Sorry for being so condecending, but i hate when people bash something they know nothing about, just to make themselves sleep better at night.


----------



## HeritagePigs (Aug 11, 2009)

This is a circular argument that is going nowhere. We are debating things that will not help anyone with their small farm. Which I thought was the purpose of this forum.

For those folks on the sidelines who may actually be looking for help turning their small hog herds into something that helps pay the bills, contact Kelley at South Texas Heritage Pork. She and Mark have proven that you can do well in the niche pork market and they are free and honest with their advice. I know; I've been on their farm and know them well.


----------



## Lazy J (Jan 2, 2008)

sassafras manor said:


> I am just curious what those of you that sell whole or half hogs charge? Do you charge by the hanging weight and how much. How has the elevated price of grain affected your sale price or demand compared to last year? We raise ours on pasture and then finish on grain so while the time is longer the input costs are less. We sold ours last year at $1.00 per pound hanging weight and I felt comfortable at that price last season but I am reworking my numbers for this year.
> Thanks for your responses - Matt


Here are a couple of options for you:

1) Tally all of your expenses + Profit desired then divide by the carcass weight. This requires you to know what you have invested in your pigs.

2) Take the current CME lean hog futures and multiply it. The current CME quote is $101.92/cwt. If you double it you are at $2/lb hanging weight.

3) Talk with local meat markets and determine their price for a Whole Hog and use that.
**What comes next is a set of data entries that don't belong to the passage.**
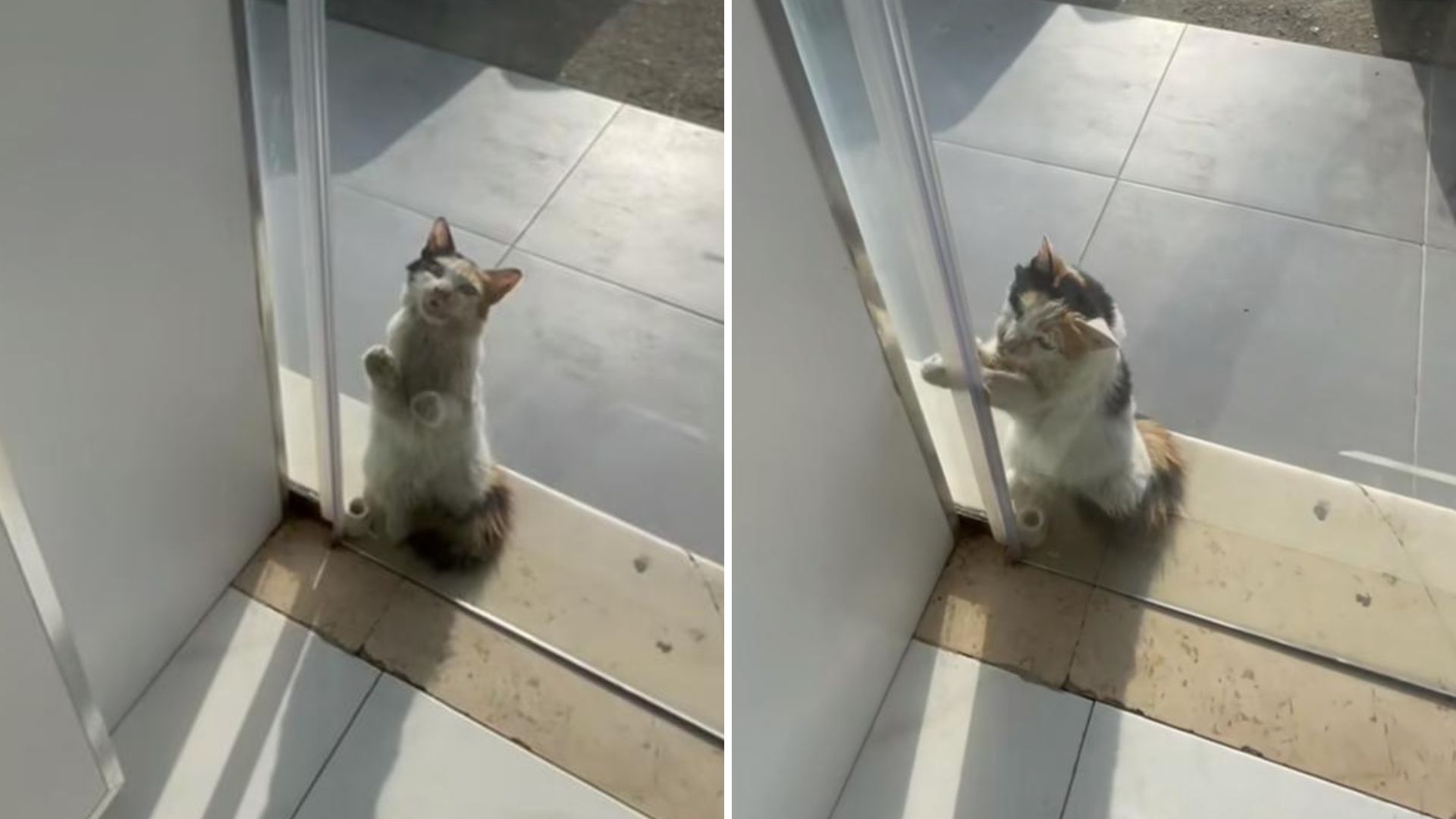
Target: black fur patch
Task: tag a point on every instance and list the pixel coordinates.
(427, 264)
(1122, 394)
(1087, 297)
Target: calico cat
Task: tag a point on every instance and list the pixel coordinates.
(1057, 369)
(428, 475)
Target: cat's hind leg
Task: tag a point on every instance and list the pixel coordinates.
(1120, 496)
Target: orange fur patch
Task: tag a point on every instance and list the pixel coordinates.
(1168, 472)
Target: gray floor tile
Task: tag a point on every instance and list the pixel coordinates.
(612, 398)
(960, 738)
(1438, 419)
(1294, 129)
(996, 232)
(440, 133)
(239, 722)
(1060, 83)
(645, 207)
(1269, 334)
(406, 757)
(1442, 187)
(1134, 767)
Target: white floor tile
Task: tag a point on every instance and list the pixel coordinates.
(612, 398)
(645, 207)
(239, 722)
(438, 133)
(408, 757)
(1294, 129)
(962, 739)
(1133, 767)
(1043, 80)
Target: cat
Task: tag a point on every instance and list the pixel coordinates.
(428, 475)
(1056, 368)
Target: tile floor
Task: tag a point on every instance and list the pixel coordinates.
(1323, 719)
(1258, 207)
(256, 717)
(957, 738)
(604, 369)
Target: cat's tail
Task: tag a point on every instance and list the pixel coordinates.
(455, 541)
(1164, 494)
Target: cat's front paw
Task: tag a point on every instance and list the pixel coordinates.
(934, 372)
(381, 366)
(428, 407)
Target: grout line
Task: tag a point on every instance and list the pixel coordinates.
(588, 670)
(338, 742)
(514, 742)
(1018, 158)
(1076, 763)
(566, 177)
(615, 283)
(1142, 123)
(1272, 212)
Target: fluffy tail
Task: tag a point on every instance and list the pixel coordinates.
(1164, 496)
(453, 541)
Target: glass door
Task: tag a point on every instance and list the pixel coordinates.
(498, 270)
(874, 161)
(1213, 206)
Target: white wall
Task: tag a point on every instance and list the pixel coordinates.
(837, 532)
(133, 392)
(47, 765)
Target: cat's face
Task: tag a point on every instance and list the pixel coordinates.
(1053, 316)
(447, 289)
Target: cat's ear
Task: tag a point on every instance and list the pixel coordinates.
(1082, 335)
(440, 241)
(497, 284)
(1049, 261)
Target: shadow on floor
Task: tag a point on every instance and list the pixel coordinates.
(1027, 621)
(663, 55)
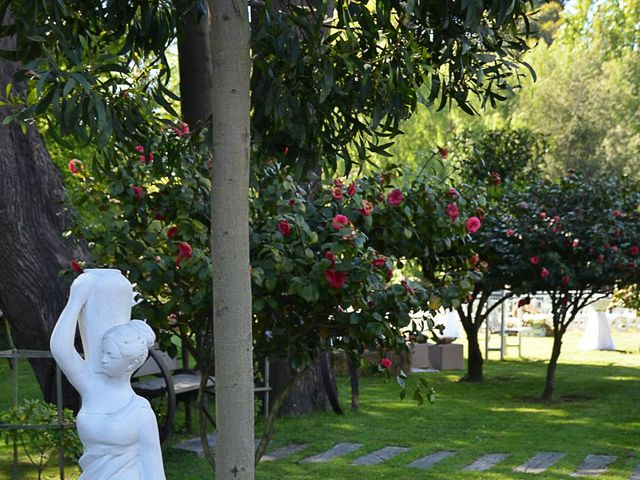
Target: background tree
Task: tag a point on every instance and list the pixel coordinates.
(575, 239)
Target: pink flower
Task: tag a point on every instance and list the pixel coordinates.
(284, 228)
(452, 211)
(75, 266)
(339, 221)
(331, 257)
(181, 130)
(472, 225)
(138, 192)
(75, 166)
(367, 208)
(379, 262)
(386, 363)
(335, 279)
(184, 252)
(395, 198)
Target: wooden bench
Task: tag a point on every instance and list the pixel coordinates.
(164, 382)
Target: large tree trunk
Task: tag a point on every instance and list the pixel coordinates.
(551, 368)
(230, 240)
(32, 220)
(475, 362)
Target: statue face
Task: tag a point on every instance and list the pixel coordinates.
(113, 363)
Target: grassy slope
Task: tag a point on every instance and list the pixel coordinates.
(596, 412)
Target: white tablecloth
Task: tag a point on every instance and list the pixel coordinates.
(597, 335)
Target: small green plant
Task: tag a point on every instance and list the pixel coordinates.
(40, 445)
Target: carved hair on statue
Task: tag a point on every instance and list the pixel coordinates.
(133, 339)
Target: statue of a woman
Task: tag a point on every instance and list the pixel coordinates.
(117, 428)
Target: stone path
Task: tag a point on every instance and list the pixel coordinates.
(594, 465)
(336, 451)
(430, 460)
(380, 456)
(591, 466)
(540, 462)
(486, 462)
For the hogs we will sell this summer we are at $1.90/cwt for the pig and the customer pays the butchering fees.

Remember to Tell YOUR Story, Promote Your Product, but don't tell lies about your competition.

Jim


----------



## blaineiac (Jan 10, 2010)

Thanks for keeping this on track. As I stated earlier, this is around my price range, but I don't sell out. I'll eat it myself if someone thinks that it's too much. I have 2 gilts-- which are due pretty soon to farrow. I'm keeping 3 for myself and taking ($100) deposits for any others. I can't feed one out for $100, but it will be enough of a buffer to allow for a few "party pigs" if people back out. 
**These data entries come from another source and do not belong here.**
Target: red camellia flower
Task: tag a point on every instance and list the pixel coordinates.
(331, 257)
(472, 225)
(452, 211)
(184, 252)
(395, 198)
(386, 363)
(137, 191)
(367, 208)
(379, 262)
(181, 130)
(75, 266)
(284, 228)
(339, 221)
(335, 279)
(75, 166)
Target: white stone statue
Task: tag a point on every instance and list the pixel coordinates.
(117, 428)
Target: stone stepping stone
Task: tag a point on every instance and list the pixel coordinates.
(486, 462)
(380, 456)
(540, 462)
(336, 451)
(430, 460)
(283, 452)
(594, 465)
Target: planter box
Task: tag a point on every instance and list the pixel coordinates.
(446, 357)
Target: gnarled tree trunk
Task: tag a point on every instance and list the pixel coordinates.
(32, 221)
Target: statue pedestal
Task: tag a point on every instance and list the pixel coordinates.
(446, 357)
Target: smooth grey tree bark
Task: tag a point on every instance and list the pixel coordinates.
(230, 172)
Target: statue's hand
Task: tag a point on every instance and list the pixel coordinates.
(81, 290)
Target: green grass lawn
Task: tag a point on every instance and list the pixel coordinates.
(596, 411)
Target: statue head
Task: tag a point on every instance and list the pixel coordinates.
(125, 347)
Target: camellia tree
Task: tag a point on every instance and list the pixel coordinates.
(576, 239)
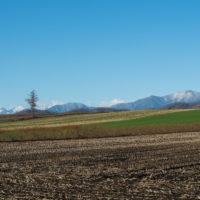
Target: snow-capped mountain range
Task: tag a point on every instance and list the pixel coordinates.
(12, 110)
(159, 102)
(150, 102)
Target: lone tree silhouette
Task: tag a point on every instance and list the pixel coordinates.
(32, 102)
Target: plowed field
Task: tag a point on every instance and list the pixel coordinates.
(162, 166)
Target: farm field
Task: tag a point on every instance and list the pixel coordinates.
(132, 123)
(54, 120)
(157, 166)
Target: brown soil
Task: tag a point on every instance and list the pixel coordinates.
(165, 166)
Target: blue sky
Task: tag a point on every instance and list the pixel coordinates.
(94, 51)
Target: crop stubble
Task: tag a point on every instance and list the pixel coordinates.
(162, 166)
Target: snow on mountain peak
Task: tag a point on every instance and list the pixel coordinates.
(186, 96)
(17, 109)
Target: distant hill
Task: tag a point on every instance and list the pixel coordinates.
(182, 100)
(183, 105)
(28, 112)
(156, 102)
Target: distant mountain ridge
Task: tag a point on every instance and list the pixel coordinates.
(152, 102)
(155, 102)
(12, 110)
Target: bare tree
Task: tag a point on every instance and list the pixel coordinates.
(32, 100)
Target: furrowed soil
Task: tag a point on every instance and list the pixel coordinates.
(162, 166)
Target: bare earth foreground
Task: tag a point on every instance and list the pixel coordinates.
(165, 166)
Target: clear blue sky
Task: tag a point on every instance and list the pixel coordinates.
(92, 51)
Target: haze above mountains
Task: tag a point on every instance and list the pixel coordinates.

As for the original question: I need $350 or $200 a half, plus processing. 
-Blaine


----------



## Allen W (Aug 2, 2008)

HeritagePigs said:


> This is a circular argument that is going nowhere. We are debating things that will not help anyone with their small farm. Which I thought was the purpose of this forum.
> .


There is usable knowledge in every area of swine production. There is no need to limit oneself to information from on small segment.


----------



## HardBall (Dec 23, 2010)

Allen W said:


> There is usable knowledge in every area of swine production. There is no need to limit oneself to information from on small segment.


Couldn't agree more.


----------



## gerold (Jul 18, 2011)

Beautiful black hogs Brian.

Best,
Gerold.


----------



## Brady (Jun 23, 2011)

Selling 6 this year for $2 per lb. hanging wt. here. Interesting discussion.


----------



## Looking4ewes (Apr 30, 2006)

I charge $2.25/lb hanging weight, skin on, head on; customer pays processing. I am a very small producer who keeps hogs on pasture, woodlot, and they are milk-fed as well. Delicious! I could probably charge more, but I want to grow it up slowly, as I gain more experience. My hogs are presold with a $100 deposit. I collect this before I even purchase the piglets.


----------



## gerold (Jul 18, 2011)

highlands said:


> I do it every week of the year and have been doing it for years. We have a regular weekly delivery route and standing orders from stores & restaurants within a one hour circle of our farm. We have 40 breeding sows and are gradually edging our way up to a goal of about 60 sows. This is what we do. No hype. No magic beans. No seminars. No production system sales. No books. We sell pork.
> 
> I know of quite a few other local farmers who are also doing it and I know of many more nationally who are doing it. Go to our literature page on our web site to learn more.
> 
> ...


Hi Walter.
Have you looked at TruLine Genetics. Its a family operation here in Missouri. They raise their own feed and have antibiotic free pigs. They sell process pork 5-7 bucks a pound and have a nice market for breeding stock also. The owner started sometime in the mid 50's.


----------



## HardBall (Dec 23, 2010)

gerold said:


> Hi Walter.
> Have you looked at TruLine Genetics. Its a family operation here in Missouri. They raise their own feed and have antibiotic free pigs. They sell process pork 5-7 bucks a pound and have a nice market for breeding stock also. The owner started sometime in the mid 50's.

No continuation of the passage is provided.